Split large table in access to smaller tables.

I have large table in access and I want to split it into smaller tables based on unique value in field one. Does anyone know of a query?

Thank you.
Avatar of John Tsioumpris
John Tsioumpris
Flag of Greece image

At first decide how many tables you want to split the BIG table
Copy/paste on the structure of the BIG table to the Number of Small tables e.g small1,small2,small3....they all have the same structure of the BIG table
You could use a simple query to take a chunk from the big table
SELECT * FROM BIG TABLE WHERE ID >1000 AND ID <2000
 and out of this execute an append query to append the table
INSERT INTO [SmallTable1] ( ID,Field1, Field2 )
SELECT BIGTable.ID,BIGTable.Field1,BIGTable.Field2
FROM BIGTABLE
WHERE ID >1000 AND ID <2000

Open in new window

Avatar of Aiysha

ASKER

my query

insert into smallertable (id1, f1,f2)
select bigtable.id1, bigtable.f1, bigtable.f2 from bigtable group by f1


is there a way to name the table by the grouped f1 value?
Avatar of Aiysha

ASKER

Also I am trying to make several tables based on unique api value.
Without some inside in your data structure i am only assuming ... just give a sample of your data.
What is the purpose of splitting the tables and naming them based on their contents?  The normal request would be how to combine the tables.
I want to split it into smaller tables

Pat is right. This is a dead end.
If your table is large (Many records) and you are having performance problems, then the correct approach will usually be to add indexes where relevant.
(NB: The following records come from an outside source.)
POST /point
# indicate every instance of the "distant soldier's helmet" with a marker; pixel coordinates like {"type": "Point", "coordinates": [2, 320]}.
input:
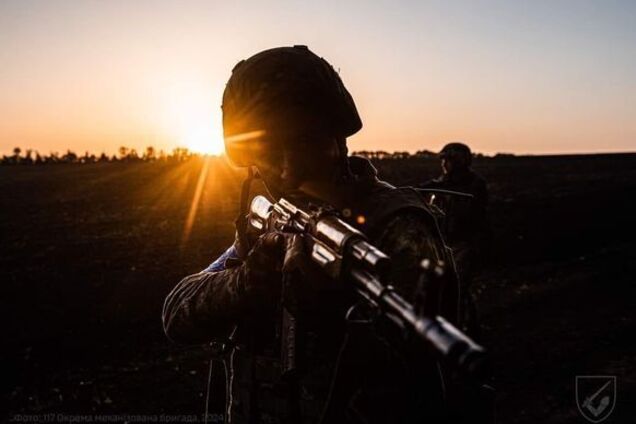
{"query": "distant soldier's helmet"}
{"type": "Point", "coordinates": [283, 93]}
{"type": "Point", "coordinates": [458, 153]}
If your table is wide (Many fields) it *might* be that your table is not normalized properly, which is a whole different ballgame.

Please provide more info.
Yeah, you're likely heading in the wrong direction.  Dividing records with the same structure into different tables isn't good design.  Programming and querying will be much more difficult.
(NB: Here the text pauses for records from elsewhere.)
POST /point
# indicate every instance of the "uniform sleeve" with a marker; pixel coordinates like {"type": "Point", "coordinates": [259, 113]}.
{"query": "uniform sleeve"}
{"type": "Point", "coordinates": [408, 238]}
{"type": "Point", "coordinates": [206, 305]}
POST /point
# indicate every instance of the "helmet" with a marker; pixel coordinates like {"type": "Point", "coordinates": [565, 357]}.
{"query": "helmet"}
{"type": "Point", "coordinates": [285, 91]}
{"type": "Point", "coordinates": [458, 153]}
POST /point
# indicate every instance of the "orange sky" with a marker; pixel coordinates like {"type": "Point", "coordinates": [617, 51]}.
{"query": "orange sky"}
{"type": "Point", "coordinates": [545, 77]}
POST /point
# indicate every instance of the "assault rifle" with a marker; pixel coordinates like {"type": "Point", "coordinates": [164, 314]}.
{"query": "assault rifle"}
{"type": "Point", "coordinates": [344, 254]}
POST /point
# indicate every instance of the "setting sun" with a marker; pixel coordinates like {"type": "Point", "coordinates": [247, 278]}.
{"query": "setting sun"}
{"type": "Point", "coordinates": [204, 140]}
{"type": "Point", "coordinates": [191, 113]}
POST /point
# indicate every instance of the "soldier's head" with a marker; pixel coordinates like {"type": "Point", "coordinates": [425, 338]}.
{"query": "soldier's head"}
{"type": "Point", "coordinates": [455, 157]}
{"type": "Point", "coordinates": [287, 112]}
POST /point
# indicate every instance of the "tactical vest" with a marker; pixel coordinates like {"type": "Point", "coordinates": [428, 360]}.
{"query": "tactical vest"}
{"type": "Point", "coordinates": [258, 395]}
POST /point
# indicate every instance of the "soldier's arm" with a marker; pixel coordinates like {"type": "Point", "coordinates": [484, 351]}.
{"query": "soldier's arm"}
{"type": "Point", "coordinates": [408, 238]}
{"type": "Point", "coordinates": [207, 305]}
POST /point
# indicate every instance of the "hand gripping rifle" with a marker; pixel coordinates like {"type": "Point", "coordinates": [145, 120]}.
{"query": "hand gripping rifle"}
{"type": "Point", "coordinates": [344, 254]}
Anders is right about the proper indexing helping with performance, if that's the issue.  If that still doesn't help, then consider migrating the back-end to SQL Server - it has a lot more power and even the free Express version can support a larger database than Access.
The concept of splitting a BIG table to smaller ones is not entirely wrong
Take for example we have a table that holds all the stock movements
And it has reached some million records.....
It has records from year 2000 - 2019...considering the fact that there is actually no chance that something from .e.g. 2001 will come and "bite" us  in the year 2019 is not that wrong to move records e.g older that 2015 to a "history" table and leave the "necessary" records...
After all if we need them there are there ..e.g. for statistics uses but for everyday use a smaller table is always better...indexes do help but at some time we will have the fact that we are iterating 10,000,000 records opposed to e.g. 500,000
Hi John,

You're right, it's possible that dividing a table into a "current" and "history" table is the best approach, but I'd argue that it should be done only after all other solutions have been tried, including moving to a robust database like SQL Server, proper indexing, and good query design.  If the table is divided, then Union queries will be needed to get a complete history with records before some arbitrary cutoff date.  Sure, it's doable, but not optimal.
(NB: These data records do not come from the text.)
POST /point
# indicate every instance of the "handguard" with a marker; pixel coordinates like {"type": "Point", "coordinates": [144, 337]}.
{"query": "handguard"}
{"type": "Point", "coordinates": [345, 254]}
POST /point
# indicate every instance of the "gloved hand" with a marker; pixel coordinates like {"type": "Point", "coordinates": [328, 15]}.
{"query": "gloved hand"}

And anyway, the OP didn't mention anything about dates - they wanted to divide the table based on a "unique value".  This would result in the need for Union queries to put things back together again, which would definitely add complexity and hassle to the database.
I did a few projects for Readers' Digest in the 90's.  Their customer master file at the time was 60 million rows and divided into 8 separate files.  The file a customer record would be found in was based on the first letter of the last name (which also held company names for company accounts).  The online transactions extracted the first letter and used that to decide which file to read the customer's record from.  The batch processes read each record of each file in sequence.  It was a pain but no where near as bad as how they formatted the customer record itself but I won't go there since it isn't relevant to this discussion.  

I asked "why" the split because once we know "why", we can either help to implement the solution or offer one we think would be better.  "Why" is important rather than jumping right in with code because many of the people who post are new to development and they try very hard to solve their own problems before coming to us.  They come up with what they think is the answer but they get stuck in the technical implementation.  I don't think we are doing them any favors by blindly solving the technical problem when we KNOW that the solution is questionable at best and there is quite possibly a superior solution.
@Armen i don't think that SQL Server is the panacea that everybody expects....there isn't  a magic wand that it will wave in the air and magically fixes everything....it requires quite some work to get the performance that is "promised"
When i working on similar cases and i was investigating the magical world of SQL (first releases of SSMA) i found that SQL was way way slower through the usual linked table philosophy...
I had a nice simple table around 8 million rows...a few columns..i think it was 4-5...
The results were :
Access BE (local)--> It would run in 1-2 seconds...that's fast
Access BE (Network share)--> It would run in a few seconds...not so fast but it was usable
MSSQL BE (linked table)--> sometimes it would get the results sometimes it wouldn't....slow...really slow .usually i would get the data just before timeout. (180 s)
MySQL BE (linked table)--> it never finished...timeout of "Not Responding"
PostGreSQL BE (linked table)--> it never finished...timeout of "Not Responding"
The technique of dumping old "useless" data i have seen it also in MSSQL...my previous company ERP was using it to offload some of the "load"...given the fact that it was rather poorly designed regarding visualization it would utilize everything it could (my Continuous Access forms were flying compared to their DataGridView....probably never knew about Lazy Loading... :)  )
@John, I agree that SQL Server isn't a panacea.  Of course you have to use it properly and optimize the front-end application.  But when it IS optimized, it has far more raw power, safety and stability than an Access (ACE) back-end, and can solve performance issues like the OP presented.
When IS optimized if it didn't deliver the performance then probably the shrinks would have a lot of new clients (frustrated ,troubled DBAs) ...:)
John, you wrote:
"After all if we need them there are there ..e.g. for statistics uses but for everyday use a smaller table is always better...indexes do help but at some time we will have the fact that we are iterating 10,000,000 records opposed to e.g. 500,000"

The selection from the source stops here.